11. Learning Songs
Learning to sing songs is pleasant, though also useless for music education.
Just like orchestras of noisy instruments, singing songs is included as an important part of public school curriculum. But I know a huge number of people that were stars in their choir class but are still ignoramuses when it comes to music. Singing is necessary and useful, but only if first the music notation is sung. Without doing this, it has nothing to do with music literacy, and therefore nothing to do with learning music.
Little Sophiyka learned how to sight-read and sight-sing music when she was 3. Now she can help her friends to sing any song and play accompaniment in their spare time. Nice skill, don't you think?
Of course, when you go to a school event and hear a multitude of songs performed by your little pumpkin, you might be moved to tears.

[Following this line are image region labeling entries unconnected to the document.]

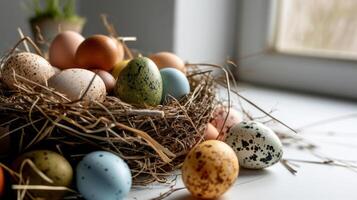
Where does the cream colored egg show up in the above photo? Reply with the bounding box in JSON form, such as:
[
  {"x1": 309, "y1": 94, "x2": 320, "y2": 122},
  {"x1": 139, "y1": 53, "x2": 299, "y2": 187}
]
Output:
[
  {"x1": 182, "y1": 140, "x2": 239, "y2": 199},
  {"x1": 1, "y1": 52, "x2": 55, "y2": 89},
  {"x1": 48, "y1": 68, "x2": 106, "y2": 102}
]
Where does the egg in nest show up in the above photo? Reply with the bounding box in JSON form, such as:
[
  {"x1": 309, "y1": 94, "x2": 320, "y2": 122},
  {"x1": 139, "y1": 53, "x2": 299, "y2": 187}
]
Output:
[
  {"x1": 114, "y1": 57, "x2": 163, "y2": 106},
  {"x1": 48, "y1": 68, "x2": 106, "y2": 102}
]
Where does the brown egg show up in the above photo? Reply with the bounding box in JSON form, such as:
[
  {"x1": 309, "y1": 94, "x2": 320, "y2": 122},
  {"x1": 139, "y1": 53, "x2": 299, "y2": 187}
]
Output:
[
  {"x1": 149, "y1": 52, "x2": 186, "y2": 74},
  {"x1": 204, "y1": 123, "x2": 219, "y2": 140},
  {"x1": 93, "y1": 69, "x2": 116, "y2": 93},
  {"x1": 49, "y1": 31, "x2": 84, "y2": 69},
  {"x1": 75, "y1": 35, "x2": 124, "y2": 71},
  {"x1": 182, "y1": 140, "x2": 239, "y2": 199}
]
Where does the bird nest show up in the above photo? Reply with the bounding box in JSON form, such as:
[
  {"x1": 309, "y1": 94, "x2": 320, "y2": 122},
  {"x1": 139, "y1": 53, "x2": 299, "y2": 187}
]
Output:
[{"x1": 0, "y1": 54, "x2": 218, "y2": 184}]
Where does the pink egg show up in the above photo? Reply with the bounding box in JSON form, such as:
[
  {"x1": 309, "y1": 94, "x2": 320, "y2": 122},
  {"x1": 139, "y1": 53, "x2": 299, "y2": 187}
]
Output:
[
  {"x1": 204, "y1": 123, "x2": 219, "y2": 140},
  {"x1": 211, "y1": 106, "x2": 242, "y2": 135}
]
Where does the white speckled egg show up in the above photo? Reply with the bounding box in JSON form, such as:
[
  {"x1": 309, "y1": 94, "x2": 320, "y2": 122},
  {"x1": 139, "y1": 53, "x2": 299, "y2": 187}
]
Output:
[
  {"x1": 225, "y1": 121, "x2": 283, "y2": 169},
  {"x1": 1, "y1": 52, "x2": 55, "y2": 89},
  {"x1": 48, "y1": 68, "x2": 106, "y2": 102},
  {"x1": 76, "y1": 151, "x2": 131, "y2": 200}
]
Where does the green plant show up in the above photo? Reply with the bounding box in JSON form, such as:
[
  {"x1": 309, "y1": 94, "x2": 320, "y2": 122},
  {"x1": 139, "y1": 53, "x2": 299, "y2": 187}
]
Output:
[{"x1": 26, "y1": 0, "x2": 82, "y2": 21}]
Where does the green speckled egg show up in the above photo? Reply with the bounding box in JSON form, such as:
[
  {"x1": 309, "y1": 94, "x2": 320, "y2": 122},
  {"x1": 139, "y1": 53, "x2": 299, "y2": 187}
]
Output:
[
  {"x1": 114, "y1": 57, "x2": 162, "y2": 106},
  {"x1": 14, "y1": 150, "x2": 73, "y2": 200}
]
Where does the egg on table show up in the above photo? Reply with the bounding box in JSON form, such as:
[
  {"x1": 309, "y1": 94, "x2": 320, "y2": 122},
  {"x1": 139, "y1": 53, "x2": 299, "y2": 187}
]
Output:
[
  {"x1": 225, "y1": 121, "x2": 283, "y2": 169},
  {"x1": 48, "y1": 68, "x2": 106, "y2": 102},
  {"x1": 48, "y1": 31, "x2": 84, "y2": 69},
  {"x1": 114, "y1": 57, "x2": 162, "y2": 106},
  {"x1": 1, "y1": 52, "x2": 55, "y2": 89},
  {"x1": 112, "y1": 60, "x2": 130, "y2": 79},
  {"x1": 160, "y1": 68, "x2": 190, "y2": 102},
  {"x1": 182, "y1": 140, "x2": 239, "y2": 199},
  {"x1": 93, "y1": 69, "x2": 116, "y2": 93},
  {"x1": 14, "y1": 150, "x2": 73, "y2": 200},
  {"x1": 210, "y1": 106, "x2": 242, "y2": 138},
  {"x1": 75, "y1": 35, "x2": 124, "y2": 71},
  {"x1": 76, "y1": 151, "x2": 131, "y2": 200},
  {"x1": 149, "y1": 52, "x2": 187, "y2": 74},
  {"x1": 204, "y1": 123, "x2": 219, "y2": 140}
]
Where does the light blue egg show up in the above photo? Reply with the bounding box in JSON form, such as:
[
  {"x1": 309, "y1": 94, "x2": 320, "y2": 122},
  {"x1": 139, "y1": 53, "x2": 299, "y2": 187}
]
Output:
[
  {"x1": 76, "y1": 151, "x2": 131, "y2": 200},
  {"x1": 160, "y1": 67, "x2": 190, "y2": 101}
]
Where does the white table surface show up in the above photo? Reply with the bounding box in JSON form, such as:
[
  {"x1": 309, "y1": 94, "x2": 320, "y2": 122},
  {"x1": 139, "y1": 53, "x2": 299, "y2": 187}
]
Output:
[{"x1": 127, "y1": 85, "x2": 357, "y2": 200}]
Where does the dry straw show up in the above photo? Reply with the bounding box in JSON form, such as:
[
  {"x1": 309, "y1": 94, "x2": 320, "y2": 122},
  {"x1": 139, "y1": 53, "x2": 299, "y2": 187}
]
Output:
[{"x1": 0, "y1": 18, "x2": 294, "y2": 199}]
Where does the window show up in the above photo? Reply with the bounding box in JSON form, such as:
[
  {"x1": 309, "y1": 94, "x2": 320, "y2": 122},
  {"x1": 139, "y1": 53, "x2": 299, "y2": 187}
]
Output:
[
  {"x1": 275, "y1": 0, "x2": 357, "y2": 59},
  {"x1": 237, "y1": 0, "x2": 357, "y2": 98}
]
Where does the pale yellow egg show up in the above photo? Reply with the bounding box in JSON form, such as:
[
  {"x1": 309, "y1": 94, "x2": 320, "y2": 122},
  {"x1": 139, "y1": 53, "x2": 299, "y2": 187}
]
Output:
[{"x1": 182, "y1": 140, "x2": 239, "y2": 199}]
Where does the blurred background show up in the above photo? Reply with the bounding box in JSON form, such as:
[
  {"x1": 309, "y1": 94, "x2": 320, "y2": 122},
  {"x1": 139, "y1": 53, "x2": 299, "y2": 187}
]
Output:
[{"x1": 0, "y1": 0, "x2": 357, "y2": 99}]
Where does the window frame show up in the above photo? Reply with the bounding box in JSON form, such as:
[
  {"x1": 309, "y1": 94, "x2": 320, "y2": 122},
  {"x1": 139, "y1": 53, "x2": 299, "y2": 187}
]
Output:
[{"x1": 236, "y1": 0, "x2": 357, "y2": 99}]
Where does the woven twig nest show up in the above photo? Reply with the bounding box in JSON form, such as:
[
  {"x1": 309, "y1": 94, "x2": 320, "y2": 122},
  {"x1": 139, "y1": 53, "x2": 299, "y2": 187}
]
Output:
[{"x1": 0, "y1": 54, "x2": 216, "y2": 184}]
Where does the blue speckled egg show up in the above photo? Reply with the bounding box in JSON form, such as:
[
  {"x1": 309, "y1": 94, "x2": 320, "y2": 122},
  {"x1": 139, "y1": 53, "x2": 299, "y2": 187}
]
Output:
[
  {"x1": 160, "y1": 68, "x2": 190, "y2": 102},
  {"x1": 76, "y1": 151, "x2": 131, "y2": 200}
]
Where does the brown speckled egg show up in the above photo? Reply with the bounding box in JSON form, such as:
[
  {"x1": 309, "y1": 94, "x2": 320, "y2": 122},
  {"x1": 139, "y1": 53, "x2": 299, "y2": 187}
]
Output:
[
  {"x1": 204, "y1": 123, "x2": 219, "y2": 140},
  {"x1": 149, "y1": 52, "x2": 187, "y2": 74},
  {"x1": 182, "y1": 140, "x2": 239, "y2": 199},
  {"x1": 48, "y1": 31, "x2": 84, "y2": 69},
  {"x1": 48, "y1": 68, "x2": 106, "y2": 102},
  {"x1": 14, "y1": 150, "x2": 73, "y2": 200},
  {"x1": 1, "y1": 52, "x2": 55, "y2": 89},
  {"x1": 93, "y1": 69, "x2": 116, "y2": 93},
  {"x1": 210, "y1": 106, "x2": 242, "y2": 138}
]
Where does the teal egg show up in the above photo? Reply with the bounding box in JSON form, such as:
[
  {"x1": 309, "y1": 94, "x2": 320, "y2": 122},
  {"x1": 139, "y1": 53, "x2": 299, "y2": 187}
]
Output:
[
  {"x1": 114, "y1": 57, "x2": 162, "y2": 106},
  {"x1": 76, "y1": 151, "x2": 132, "y2": 200},
  {"x1": 160, "y1": 67, "x2": 190, "y2": 102}
]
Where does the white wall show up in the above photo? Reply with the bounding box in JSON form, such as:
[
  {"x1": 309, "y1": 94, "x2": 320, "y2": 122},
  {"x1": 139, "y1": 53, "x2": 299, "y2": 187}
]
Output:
[
  {"x1": 0, "y1": 0, "x2": 30, "y2": 55},
  {"x1": 174, "y1": 0, "x2": 237, "y2": 64},
  {"x1": 80, "y1": 0, "x2": 175, "y2": 52},
  {"x1": 0, "y1": 0, "x2": 237, "y2": 63}
]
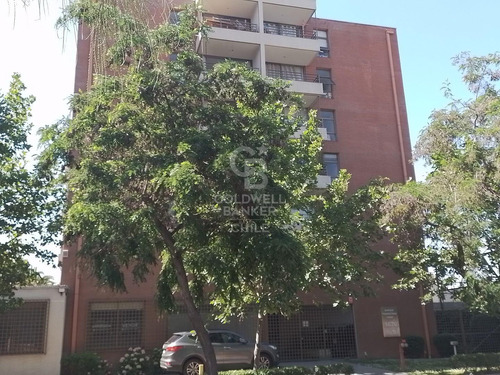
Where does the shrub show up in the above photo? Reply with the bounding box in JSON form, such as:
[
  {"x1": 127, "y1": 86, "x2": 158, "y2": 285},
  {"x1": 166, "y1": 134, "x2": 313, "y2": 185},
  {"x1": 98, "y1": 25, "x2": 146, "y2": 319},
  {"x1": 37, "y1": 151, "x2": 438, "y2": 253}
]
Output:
[
  {"x1": 117, "y1": 347, "x2": 162, "y2": 375},
  {"x1": 61, "y1": 352, "x2": 109, "y2": 375},
  {"x1": 433, "y1": 333, "x2": 458, "y2": 358},
  {"x1": 451, "y1": 353, "x2": 500, "y2": 370},
  {"x1": 404, "y1": 335, "x2": 425, "y2": 358},
  {"x1": 313, "y1": 363, "x2": 354, "y2": 375}
]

However, the entire semester has been wasted on the musically illiterate cramming of these songs while it could have been spent much more productively; they could have sung the songs out by notes and written them down in notation.
Little Sophiyka (3) develops her sight-reading and sight-singing skills couple of years earlier
It is possible that every now and then the children might remember how they sang in the choir, but they will never be able to play or write down that same melody again.
Learning to sing songs during music lessons is the same as learning poems by listening to the voice of a teacher during literature lessons. The auditory memory might get developed in this way, but the ability to read, write and think in the language of music isn’t helped at all.